I have an existing machine with nginx and SSL running (also for the domain that is supposed to use discourse later).

I found quite some hints about how to proxy to discourse through nginx but none of the approaches this from a fresh installation. As ./discourse-setup basically doesn’t even start when port 80 is in use already I’m a bit lost when it comes to changing the app.yml that isn’t yet created.

I’m sure I can create it from the bottom up but I don’t know how.

Any guide to follow along for this case?

Thanks


(Rafael dos Santos Silva) #2

Do you really need a nginx proxy with Discourse? That’s an advanced setup. We really recomend sticking to the quick guide and running everything inside the container and using a DNS subdomain for the forums.

Because SSL can be get for free with basic Discourse. And your certificate is probably for https://example.com while forum will be https://something.example.com


(Helmi) #3

oh, maybe I wasn’t clear.

the machine where discourse will be running is already running Nginx on port 80 for different projects and it has to go there. Therefore proxying to nging will most probably the way to go.

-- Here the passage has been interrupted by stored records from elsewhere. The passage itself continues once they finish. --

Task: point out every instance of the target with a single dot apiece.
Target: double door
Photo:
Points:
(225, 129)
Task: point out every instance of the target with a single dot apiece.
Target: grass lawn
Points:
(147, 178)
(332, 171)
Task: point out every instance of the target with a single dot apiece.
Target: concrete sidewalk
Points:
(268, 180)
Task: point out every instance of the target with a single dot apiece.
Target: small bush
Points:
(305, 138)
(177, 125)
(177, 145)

I’m not afraid of doing advanced setups, I have just not written the configuration file manually yet and it doesn’t seem to work any other way here.

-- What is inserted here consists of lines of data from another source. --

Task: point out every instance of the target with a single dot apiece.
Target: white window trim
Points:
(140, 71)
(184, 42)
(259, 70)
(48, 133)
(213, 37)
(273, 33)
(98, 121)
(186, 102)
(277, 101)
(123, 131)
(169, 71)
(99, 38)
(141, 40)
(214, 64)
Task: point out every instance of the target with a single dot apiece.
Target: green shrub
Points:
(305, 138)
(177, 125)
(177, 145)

The cert also already is existing and is perfectly well for the domain/subdomain I’m planning to use.


(Rafael dos Santos Silva) #4

Ok, now it’s clear.

Try to edit app.yml and change the expose port from 80 to something like 6789. Then rebuild.

Then nginx upstream must proxy to that port.


(Helmi) #5

The reason for my initial post was that I don’t have an app.yml :slight_smile:
Whatever I now have one, edited it and got discourse installed.

It also works on my special port without ssl but i didn’t yet figure to get it working through the proxy.

Basically it seems to call the backend but can’t load all the assets.

Do I have to have the SSL cert also connected to the backend? I thought terminating SSL at nginx should be enough?